Sears (NASDAQ:SHLD) soared 6% after projecting fourth-quarter EPS of $3.39 to $4.12, blowing away the Street’s view for just $3.09. For fiscal 2011, Sears forecasted EPS of $1.16 to $1.88, compared with calls for just 91 cents. Sears said its companywide U.S. same-store sales declined 1.7% in December.
SuperValu (NYSE:SVU) widely missed estimates with an non-GAAP profit of 24 cents a share, sparking an 11% plunge in the No. 3 U.S. supermarket chain’s stock. Analysts had called for EPS of 31 cents. SuperValu also posted revenue of $8.67 billion that trailed estimates and took an axe to its 2011 earnings guidance.

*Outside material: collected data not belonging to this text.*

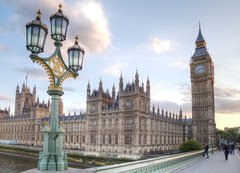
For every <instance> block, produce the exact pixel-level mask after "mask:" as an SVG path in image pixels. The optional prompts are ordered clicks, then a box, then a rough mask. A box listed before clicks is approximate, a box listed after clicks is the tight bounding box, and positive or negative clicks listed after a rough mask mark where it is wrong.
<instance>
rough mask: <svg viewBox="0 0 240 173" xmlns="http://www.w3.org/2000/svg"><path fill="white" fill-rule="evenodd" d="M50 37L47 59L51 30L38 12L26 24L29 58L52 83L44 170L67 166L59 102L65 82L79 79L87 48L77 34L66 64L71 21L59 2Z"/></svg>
mask: <svg viewBox="0 0 240 173" xmlns="http://www.w3.org/2000/svg"><path fill="white" fill-rule="evenodd" d="M50 22H51V38H52V39H53V40H55V43H54V45H55V47H56V49H55V51H54V53H53V54H52V55H51V56H49V57H46V58H42V57H39V56H38V54H39V53H41V52H43V51H44V45H45V41H46V37H47V33H48V28H47V26H46V25H45V24H44V23H42V22H41V12H40V10H39V11H38V12H37V16H36V19H35V20H33V21H32V22H29V23H28V24H27V25H26V42H27V44H26V47H27V50H29V51H31V54H30V58H31V60H32V61H33V62H37V63H39V64H40V65H41V66H42V67H43V68H44V69H45V71H46V72H47V74H48V77H49V81H50V85H49V87H48V91H47V93H48V94H49V95H50V96H51V101H52V106H51V121H50V127H48V125H47V124H45V126H44V128H43V130H42V132H43V138H44V140H43V150H42V152H40V154H39V162H38V169H39V170H41V171H63V170H66V169H67V166H68V163H67V154H66V153H65V152H64V151H63V139H64V138H63V134H64V130H63V128H62V127H61V126H60V125H58V103H59V99H60V97H61V96H62V95H63V93H64V92H63V88H62V86H61V85H62V83H63V81H64V80H65V79H67V78H71V77H73V78H76V77H77V76H78V70H81V69H82V64H83V57H84V54H85V51H84V49H83V48H81V47H80V46H79V45H78V37H77V36H76V38H75V44H74V45H73V46H72V47H70V48H68V62H69V65H68V66H67V65H66V64H65V63H64V61H63V57H62V54H61V50H60V48H61V46H62V41H64V40H65V39H66V34H67V27H68V24H69V20H68V18H67V16H65V15H64V14H63V13H62V5H61V4H59V9H58V12H57V13H55V14H54V15H52V16H51V17H50Z"/></svg>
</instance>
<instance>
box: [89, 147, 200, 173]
mask: <svg viewBox="0 0 240 173" xmlns="http://www.w3.org/2000/svg"><path fill="white" fill-rule="evenodd" d="M202 153H203V151H202V150H201V151H195V152H188V153H181V154H174V155H169V156H163V157H158V158H152V159H146V160H140V161H134V162H130V163H122V164H116V165H110V166H102V167H94V168H89V169H86V170H88V171H91V172H99V173H148V172H151V173H166V172H177V171H178V170H181V169H183V168H185V167H187V166H189V165H191V164H194V163H196V162H199V161H201V160H202Z"/></svg>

General Motors (NYSE:GM) is once again mulling buying back part of Ally Financial, its former GMAC auto loan business, in an effort to improve dealers’ access to wholesale credit, The Wall Street Journal reported. The move comes after Ally turned down a $5 billion GM bid for its wholesale business and GM then acquired subprime consumer lender Americredit for $3.5 billion.

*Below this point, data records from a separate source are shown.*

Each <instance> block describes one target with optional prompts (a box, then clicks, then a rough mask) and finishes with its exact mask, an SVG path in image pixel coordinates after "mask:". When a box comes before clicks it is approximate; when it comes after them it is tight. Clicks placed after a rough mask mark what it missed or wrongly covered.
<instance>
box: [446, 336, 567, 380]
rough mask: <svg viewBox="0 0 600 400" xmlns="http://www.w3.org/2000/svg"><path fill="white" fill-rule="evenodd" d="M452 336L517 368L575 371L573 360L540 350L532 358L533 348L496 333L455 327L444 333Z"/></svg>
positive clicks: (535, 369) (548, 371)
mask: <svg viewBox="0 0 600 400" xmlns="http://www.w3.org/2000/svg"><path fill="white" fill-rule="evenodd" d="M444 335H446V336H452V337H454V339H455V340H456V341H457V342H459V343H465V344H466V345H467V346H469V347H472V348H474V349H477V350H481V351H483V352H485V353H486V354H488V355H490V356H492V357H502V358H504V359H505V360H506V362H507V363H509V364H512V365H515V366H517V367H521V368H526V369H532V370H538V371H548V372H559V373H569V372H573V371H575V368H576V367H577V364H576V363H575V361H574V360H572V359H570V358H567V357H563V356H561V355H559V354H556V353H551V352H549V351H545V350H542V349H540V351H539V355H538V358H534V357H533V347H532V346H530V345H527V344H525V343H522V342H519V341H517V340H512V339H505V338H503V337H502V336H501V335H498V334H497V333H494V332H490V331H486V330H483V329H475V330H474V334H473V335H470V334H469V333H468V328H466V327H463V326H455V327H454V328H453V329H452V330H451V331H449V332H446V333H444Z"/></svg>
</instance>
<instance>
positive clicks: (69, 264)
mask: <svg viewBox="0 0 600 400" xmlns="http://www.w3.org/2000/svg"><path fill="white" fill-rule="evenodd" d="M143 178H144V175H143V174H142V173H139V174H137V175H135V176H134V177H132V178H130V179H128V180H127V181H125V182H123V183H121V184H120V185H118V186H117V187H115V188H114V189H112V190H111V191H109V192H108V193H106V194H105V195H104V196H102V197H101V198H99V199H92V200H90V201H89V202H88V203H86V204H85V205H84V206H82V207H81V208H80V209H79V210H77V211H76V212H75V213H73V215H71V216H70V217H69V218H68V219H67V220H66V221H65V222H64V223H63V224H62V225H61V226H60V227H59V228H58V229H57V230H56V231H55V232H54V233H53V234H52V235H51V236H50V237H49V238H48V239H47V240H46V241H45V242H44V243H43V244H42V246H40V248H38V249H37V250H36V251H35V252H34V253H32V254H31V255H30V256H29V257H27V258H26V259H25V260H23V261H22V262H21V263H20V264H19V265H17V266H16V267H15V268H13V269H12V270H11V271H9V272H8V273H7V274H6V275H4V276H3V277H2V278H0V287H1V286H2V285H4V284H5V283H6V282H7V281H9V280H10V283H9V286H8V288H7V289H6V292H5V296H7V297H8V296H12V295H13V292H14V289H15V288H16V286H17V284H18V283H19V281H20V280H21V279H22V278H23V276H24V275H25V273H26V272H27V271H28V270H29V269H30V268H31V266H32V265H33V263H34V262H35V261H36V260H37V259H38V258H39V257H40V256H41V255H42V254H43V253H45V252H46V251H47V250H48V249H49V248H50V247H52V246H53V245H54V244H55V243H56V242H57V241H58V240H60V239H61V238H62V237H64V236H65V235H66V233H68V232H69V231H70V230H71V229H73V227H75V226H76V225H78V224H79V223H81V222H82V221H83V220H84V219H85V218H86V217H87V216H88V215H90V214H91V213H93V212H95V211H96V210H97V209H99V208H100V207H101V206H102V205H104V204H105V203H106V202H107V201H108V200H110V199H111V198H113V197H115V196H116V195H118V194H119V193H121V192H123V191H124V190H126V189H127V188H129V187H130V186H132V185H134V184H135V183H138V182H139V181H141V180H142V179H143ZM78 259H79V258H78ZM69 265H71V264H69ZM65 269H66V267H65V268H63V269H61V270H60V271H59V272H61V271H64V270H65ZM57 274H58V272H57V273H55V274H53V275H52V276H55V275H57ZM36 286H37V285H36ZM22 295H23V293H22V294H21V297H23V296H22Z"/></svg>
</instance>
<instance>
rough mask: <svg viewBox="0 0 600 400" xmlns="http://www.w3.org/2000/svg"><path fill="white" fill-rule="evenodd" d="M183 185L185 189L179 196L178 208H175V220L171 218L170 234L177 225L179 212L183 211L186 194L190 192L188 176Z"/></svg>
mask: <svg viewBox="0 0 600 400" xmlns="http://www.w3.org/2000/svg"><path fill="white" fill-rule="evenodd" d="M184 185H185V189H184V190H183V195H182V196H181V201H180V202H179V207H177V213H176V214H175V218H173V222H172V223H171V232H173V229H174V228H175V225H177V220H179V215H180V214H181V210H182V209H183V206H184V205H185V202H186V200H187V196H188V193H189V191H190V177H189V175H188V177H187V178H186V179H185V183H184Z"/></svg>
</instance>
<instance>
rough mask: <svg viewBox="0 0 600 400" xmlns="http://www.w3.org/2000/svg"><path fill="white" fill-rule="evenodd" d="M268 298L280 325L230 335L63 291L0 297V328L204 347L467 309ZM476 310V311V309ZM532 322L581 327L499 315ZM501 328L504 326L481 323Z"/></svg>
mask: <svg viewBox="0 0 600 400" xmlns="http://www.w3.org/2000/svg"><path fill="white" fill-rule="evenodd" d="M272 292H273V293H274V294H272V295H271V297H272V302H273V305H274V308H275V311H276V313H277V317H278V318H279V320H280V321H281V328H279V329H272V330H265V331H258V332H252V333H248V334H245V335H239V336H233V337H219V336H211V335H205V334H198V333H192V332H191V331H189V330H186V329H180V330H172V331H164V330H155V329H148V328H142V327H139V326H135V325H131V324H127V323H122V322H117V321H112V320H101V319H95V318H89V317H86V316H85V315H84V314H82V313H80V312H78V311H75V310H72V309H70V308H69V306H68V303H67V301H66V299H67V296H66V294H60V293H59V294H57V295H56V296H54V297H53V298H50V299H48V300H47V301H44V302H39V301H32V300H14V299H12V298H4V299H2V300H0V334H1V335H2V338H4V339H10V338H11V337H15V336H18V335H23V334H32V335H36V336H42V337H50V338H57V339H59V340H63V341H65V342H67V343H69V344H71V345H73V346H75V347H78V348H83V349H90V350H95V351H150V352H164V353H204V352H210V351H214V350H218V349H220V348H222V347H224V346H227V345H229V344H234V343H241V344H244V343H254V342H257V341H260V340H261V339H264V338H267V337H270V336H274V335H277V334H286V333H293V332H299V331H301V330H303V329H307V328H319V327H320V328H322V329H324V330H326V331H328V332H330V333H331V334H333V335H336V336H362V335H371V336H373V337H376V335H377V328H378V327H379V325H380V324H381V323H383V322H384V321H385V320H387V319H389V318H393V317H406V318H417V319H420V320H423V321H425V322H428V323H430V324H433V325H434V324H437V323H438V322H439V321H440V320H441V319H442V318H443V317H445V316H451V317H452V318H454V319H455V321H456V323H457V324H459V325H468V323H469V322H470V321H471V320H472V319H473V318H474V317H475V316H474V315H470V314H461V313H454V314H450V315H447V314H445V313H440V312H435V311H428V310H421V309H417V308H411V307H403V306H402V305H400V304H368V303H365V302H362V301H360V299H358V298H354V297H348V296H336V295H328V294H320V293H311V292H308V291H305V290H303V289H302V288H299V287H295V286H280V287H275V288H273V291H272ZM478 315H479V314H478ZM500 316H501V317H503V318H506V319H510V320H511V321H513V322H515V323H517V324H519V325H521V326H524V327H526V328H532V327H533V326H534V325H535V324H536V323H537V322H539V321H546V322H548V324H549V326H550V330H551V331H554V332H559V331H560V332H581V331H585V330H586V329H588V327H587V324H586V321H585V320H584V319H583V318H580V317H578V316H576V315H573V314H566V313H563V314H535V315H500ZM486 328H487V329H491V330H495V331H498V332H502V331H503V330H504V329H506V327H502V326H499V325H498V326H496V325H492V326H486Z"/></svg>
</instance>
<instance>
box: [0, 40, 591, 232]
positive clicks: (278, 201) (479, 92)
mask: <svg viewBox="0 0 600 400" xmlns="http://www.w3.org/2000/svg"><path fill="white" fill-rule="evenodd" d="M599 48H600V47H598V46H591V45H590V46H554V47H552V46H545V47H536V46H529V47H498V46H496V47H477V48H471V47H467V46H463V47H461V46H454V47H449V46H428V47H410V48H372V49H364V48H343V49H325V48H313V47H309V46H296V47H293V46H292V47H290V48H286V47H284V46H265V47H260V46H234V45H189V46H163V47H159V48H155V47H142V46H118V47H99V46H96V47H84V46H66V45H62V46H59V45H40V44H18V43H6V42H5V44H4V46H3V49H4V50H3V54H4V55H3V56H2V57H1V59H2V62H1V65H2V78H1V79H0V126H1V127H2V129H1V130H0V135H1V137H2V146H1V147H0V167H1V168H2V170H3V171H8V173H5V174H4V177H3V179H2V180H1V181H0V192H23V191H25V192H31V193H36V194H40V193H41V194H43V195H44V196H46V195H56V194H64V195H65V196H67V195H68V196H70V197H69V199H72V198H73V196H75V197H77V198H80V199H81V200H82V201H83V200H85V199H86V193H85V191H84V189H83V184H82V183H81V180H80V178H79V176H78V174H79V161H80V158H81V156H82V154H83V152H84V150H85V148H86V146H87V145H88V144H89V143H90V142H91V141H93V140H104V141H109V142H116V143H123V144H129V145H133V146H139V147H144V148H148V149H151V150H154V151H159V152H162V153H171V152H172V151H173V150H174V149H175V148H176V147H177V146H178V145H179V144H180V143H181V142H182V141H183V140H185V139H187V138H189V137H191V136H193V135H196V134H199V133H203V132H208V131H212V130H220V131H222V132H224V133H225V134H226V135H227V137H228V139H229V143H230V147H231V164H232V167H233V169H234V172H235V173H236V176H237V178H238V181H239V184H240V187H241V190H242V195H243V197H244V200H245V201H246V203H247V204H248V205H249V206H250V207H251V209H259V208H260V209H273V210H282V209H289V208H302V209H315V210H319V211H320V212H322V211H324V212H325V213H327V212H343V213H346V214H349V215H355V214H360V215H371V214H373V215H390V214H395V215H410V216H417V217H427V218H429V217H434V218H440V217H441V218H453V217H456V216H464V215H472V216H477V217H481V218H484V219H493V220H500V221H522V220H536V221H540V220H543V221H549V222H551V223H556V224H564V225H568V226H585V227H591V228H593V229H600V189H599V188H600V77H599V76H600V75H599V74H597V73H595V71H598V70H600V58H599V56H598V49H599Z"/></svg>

Apollo Group (NASDAQ:APOL) surged 13% a day after the largest U.S. for-profit education company topped estimates with a non-GAAP profit of $1.63 a share. Analysts had been calling for EPS of just $1.35. However, student enrollment at its University of Phoenix slumped 42% and Apollo warned of further declines in student starts.
Tiffany (NYSE:TIF) upgraded its financial guidance due to an 11% surge in holiday-shopping sales. The luxury jeweler now sees fiscal 2011 non-GAAP EPS of $2.83 to $2.88, up from $2.72 to $2.77 earlier. Tiffany sees annual sales of nearly $3.1 billion.
The U.K.'s FTSE 100 rallied 0.97% to 6014.03, Germany's DAX gained 1.23% to 6941.57 and France's CAC 40 jumped 1.58% to 3861.92.
In Asia, Japan's Nikkei 225 slipped 0.29% to 10510.70, Hong Kong's Hang Seng advanced 0.99% to 23760.30 and China's Shanghai Composite gained 0.44% to 2804.05.